Cornemuse indiqua vers le sud l’arête contiguë. Cirocco étudia le terrain de l’autre côté de la faille. Il ne semblait pas plus difficile que celui qu’ils avaient parcouru. Les Titanides l’avaient fait en une heure et demie donc elle devrait être capable d’y arriver à pied en six à huit heures. Encore six heures d’ascension pour atteindre le plateau et ensuite…
De là où elle était, le câble incliné apparaissait comme une montagne délirante : la pente s’étageait devant elle sur une cinquantaine de kilomètres avant de se fondre dans l’obscurité au-dessus de la frontière de Rhéa. Rien ne poussait sur les trois premiers kilomètres : ce n’était que roche grise et terre brune. Puis, sur une même distance, seuls jaillissaient des troncs noueux et nus ; au-delà, la vie, si tenace sur Gaïa, avait trouvé prise : elle n’aurait pu dire s’il s’agissait d’herbe ou de bois, mais le cylindre de cinq kilomètres de diamètre du câble était recouvert d’une croûte verte – comme la chaîne d’ancre rouillée d’un vaisseau de haute mer.
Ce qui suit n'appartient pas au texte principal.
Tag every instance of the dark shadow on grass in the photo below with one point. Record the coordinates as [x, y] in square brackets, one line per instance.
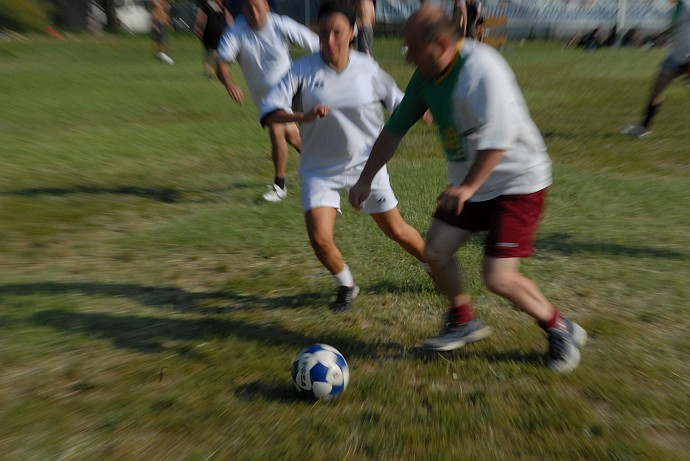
[389, 286]
[215, 302]
[272, 391]
[149, 335]
[489, 356]
[160, 194]
[565, 244]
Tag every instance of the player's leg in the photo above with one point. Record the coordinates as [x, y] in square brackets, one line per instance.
[321, 230]
[292, 136]
[279, 154]
[502, 276]
[395, 228]
[459, 326]
[667, 73]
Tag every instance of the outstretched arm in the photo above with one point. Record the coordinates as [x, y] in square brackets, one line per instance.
[454, 198]
[233, 89]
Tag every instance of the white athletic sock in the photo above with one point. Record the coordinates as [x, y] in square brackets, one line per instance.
[344, 277]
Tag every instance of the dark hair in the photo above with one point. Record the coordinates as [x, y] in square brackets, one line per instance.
[328, 7]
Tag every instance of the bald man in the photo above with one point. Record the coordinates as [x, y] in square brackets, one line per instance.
[499, 172]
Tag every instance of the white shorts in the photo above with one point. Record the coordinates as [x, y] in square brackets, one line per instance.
[324, 191]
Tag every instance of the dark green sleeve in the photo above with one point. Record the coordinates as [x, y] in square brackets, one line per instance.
[410, 109]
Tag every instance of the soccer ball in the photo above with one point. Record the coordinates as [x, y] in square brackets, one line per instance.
[320, 372]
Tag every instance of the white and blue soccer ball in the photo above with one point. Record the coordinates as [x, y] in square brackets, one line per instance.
[320, 372]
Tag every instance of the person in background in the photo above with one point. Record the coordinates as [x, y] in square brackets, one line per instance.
[212, 18]
[499, 172]
[366, 20]
[339, 95]
[260, 42]
[676, 64]
[467, 14]
[160, 25]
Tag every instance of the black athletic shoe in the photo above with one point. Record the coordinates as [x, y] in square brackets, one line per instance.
[455, 336]
[343, 298]
[565, 342]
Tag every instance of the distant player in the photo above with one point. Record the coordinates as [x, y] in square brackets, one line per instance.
[260, 43]
[468, 14]
[676, 64]
[160, 25]
[212, 18]
[339, 97]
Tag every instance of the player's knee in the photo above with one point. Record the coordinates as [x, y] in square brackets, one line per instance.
[497, 282]
[276, 130]
[436, 253]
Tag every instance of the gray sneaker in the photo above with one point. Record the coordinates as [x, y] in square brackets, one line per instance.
[274, 193]
[565, 342]
[456, 336]
[638, 131]
[343, 298]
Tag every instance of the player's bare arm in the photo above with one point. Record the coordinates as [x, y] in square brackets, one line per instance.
[283, 116]
[234, 90]
[454, 198]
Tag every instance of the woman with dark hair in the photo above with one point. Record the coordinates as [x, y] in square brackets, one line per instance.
[339, 96]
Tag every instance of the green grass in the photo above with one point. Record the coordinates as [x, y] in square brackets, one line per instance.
[150, 309]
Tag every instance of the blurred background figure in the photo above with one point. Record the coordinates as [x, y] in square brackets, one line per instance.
[160, 25]
[211, 20]
[676, 64]
[467, 14]
[260, 43]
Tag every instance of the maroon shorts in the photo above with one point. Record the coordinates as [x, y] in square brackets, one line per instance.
[511, 222]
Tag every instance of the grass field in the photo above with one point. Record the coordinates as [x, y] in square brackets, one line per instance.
[150, 309]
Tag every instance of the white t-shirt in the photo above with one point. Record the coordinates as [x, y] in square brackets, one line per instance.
[264, 54]
[355, 97]
[491, 113]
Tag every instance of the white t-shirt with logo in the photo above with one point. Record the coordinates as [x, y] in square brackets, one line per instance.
[356, 97]
[491, 113]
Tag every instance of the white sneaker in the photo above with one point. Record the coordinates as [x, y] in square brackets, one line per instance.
[635, 130]
[275, 193]
[165, 58]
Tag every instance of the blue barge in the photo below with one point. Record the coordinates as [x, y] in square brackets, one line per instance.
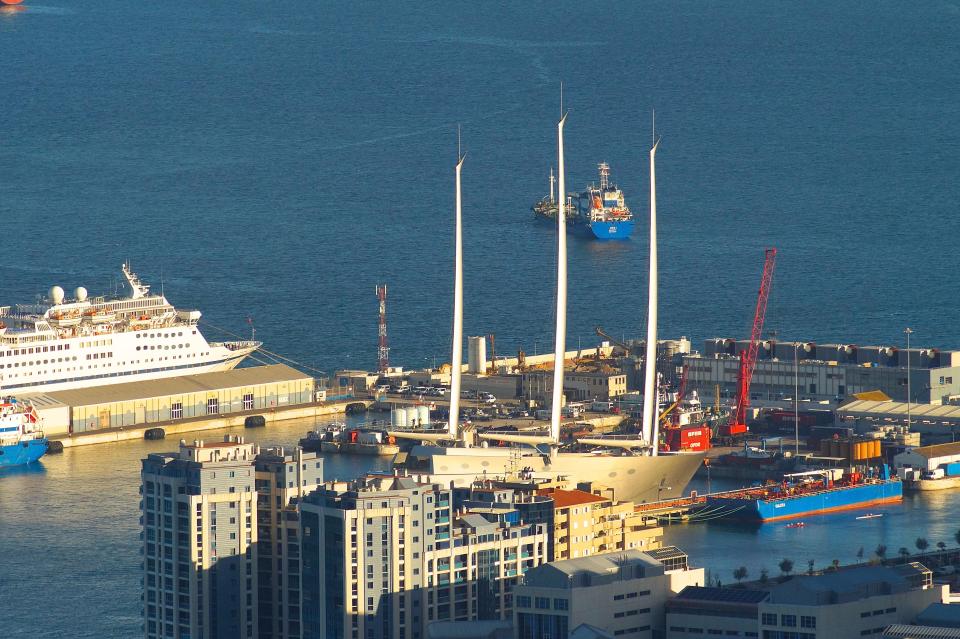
[803, 495]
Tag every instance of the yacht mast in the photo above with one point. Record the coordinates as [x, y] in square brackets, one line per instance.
[457, 355]
[560, 343]
[650, 394]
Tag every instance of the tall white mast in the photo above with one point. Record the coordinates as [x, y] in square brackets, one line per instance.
[457, 356]
[650, 395]
[560, 338]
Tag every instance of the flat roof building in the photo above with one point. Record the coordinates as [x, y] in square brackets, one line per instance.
[621, 593]
[182, 397]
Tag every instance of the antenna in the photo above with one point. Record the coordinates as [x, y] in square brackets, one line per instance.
[653, 128]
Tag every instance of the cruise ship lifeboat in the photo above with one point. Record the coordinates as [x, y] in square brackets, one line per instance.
[64, 319]
[100, 317]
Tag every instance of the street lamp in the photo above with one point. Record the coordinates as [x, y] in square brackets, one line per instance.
[908, 331]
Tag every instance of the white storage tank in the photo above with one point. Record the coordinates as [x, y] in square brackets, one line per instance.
[423, 416]
[412, 418]
[477, 354]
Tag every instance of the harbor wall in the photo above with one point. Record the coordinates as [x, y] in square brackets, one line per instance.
[176, 427]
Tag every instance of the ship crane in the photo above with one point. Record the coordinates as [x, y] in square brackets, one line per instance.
[748, 358]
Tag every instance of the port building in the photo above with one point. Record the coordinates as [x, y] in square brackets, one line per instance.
[827, 371]
[257, 388]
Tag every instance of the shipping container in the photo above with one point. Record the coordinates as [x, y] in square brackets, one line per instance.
[952, 469]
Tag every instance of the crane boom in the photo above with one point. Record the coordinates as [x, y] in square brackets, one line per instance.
[748, 358]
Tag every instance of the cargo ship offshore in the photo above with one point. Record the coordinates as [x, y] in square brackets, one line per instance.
[599, 211]
[814, 492]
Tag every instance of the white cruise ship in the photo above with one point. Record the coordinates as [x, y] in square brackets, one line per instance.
[60, 343]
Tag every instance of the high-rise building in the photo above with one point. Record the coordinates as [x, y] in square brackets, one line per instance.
[200, 519]
[282, 480]
[384, 556]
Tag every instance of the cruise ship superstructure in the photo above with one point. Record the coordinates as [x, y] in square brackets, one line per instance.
[60, 343]
[630, 466]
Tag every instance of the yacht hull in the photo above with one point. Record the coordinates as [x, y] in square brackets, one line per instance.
[636, 478]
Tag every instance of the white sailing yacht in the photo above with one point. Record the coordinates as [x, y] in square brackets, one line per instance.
[631, 467]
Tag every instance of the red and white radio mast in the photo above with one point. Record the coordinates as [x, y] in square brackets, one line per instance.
[383, 351]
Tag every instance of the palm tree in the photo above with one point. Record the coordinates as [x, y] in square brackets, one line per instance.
[786, 566]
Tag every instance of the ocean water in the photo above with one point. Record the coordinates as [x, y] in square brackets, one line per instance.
[277, 160]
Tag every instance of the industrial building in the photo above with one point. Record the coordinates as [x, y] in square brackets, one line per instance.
[937, 420]
[174, 398]
[928, 458]
[827, 371]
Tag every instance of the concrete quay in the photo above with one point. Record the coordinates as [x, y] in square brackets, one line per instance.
[180, 426]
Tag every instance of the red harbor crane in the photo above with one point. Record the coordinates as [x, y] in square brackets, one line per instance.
[748, 358]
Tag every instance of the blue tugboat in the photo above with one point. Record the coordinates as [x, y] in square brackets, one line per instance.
[598, 212]
[21, 439]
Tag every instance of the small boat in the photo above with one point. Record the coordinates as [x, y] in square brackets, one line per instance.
[21, 439]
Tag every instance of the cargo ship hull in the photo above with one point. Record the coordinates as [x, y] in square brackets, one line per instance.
[747, 508]
[620, 230]
[22, 453]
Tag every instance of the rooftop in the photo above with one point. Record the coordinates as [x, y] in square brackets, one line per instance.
[722, 595]
[939, 614]
[180, 385]
[903, 631]
[851, 584]
[594, 570]
[567, 498]
[918, 412]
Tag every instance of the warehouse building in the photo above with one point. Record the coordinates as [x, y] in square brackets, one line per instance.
[173, 398]
[827, 371]
[928, 458]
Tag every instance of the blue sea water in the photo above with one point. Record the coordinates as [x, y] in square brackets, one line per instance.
[277, 160]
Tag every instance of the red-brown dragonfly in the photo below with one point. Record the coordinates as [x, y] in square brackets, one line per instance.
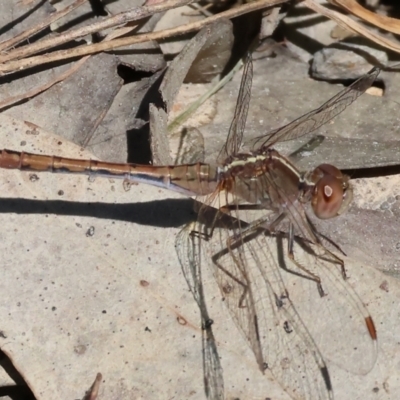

Le vert montait jusqu’à la zone crépusculaire de Rhéa. Ce n’était pas un terminateur franchement délimité : les couleurs se fondaient progressivement dans l’obscurité. Le vert devenait bronze, puis or sombre, puis argent sur rouge sang, pour prendre enfin la couleur des nuages quand les traverse la Lune. À partir de là, le câble devenait à peine visible. L’œil en suivait la courbe impossible tandis qu’il s’amincissait, devenait une corde, une ficelle, un fil, avant de se fondre dans l’obscurité du toit et de disparaître dans les ténèbres de l’orifice du moyeu. On pouvait vaguement distinguer le resserrement de ce dernier mais il faisait trop sombre pour voir beaucoup plus loin.
« C’est infaisable, dit-elle à Gaby. Du moins jusqu’au toit. J’espérais en l’existence de quelque dispositif mécanique pour monter depuis le sol. Je suppose qu’il y en a peut-être un mais le rechercher… » Elle balaya de la main le paysage escarpé, « … nous prendrait des mois. »
Gaby étudia la pente du câble, poussa un soupir et hocha lentement la tête.
« J’irai où tu iras, mais tu es dingue, tu sais. Nous ne pourrons jamais aller plus haut que le toit. Jette un œil, veux-tu. À partir de là, il faudrait grimper, en surplomb, une pente de quarante-cinq degrés.
— Les alpinistes font ça tous les jours. Tu l’as fait toi-même à l’entraînement.
— Bien sûr. Mais sur dix mètres. Et il nous faudra le faire sur cinquante ou soixante kilomètres. Et ensuite – ça s’améliore nettement – ensuite, il n’y a plus qu’à grimper verticalement. Pendant quatre cents bornes.
— Ce ne sera pas facile. Il faut qu’on essaie.
— Madré de Dios. » Gaby se tapa le front du plat de la main tout en roulant des yeux.
Cornemuse avait suivi les mimiques de Cirocco tandis qu’elle décrivait la situation. Elle se mit à chanter, largo.
« Vous allez grimper le grand escalier ?
— Il le faut. »
Cornemuse opina, puis se pencha pour baiser le front de Cirocco.
« Les mecs, j’aimerais autant que vous vous absteniez de faire Ça, dit Cirocco en anglais.
— Pourquoi a-t-elle fait ça ? demanda Gaby.
— T’occupe. Redescendons en ville.
Ils firent halte à la sortie de la zone des vents. Cornemuse sortit une nappe et s’assit pour le pique-nique. Transportée dans des coquilles de noix faisant office de thermos, la nourriture était brûlante. Cirocco et Gaby en mangèrent peut-être le dixième à elles deux tandis que les Titanides engouffraient le reste.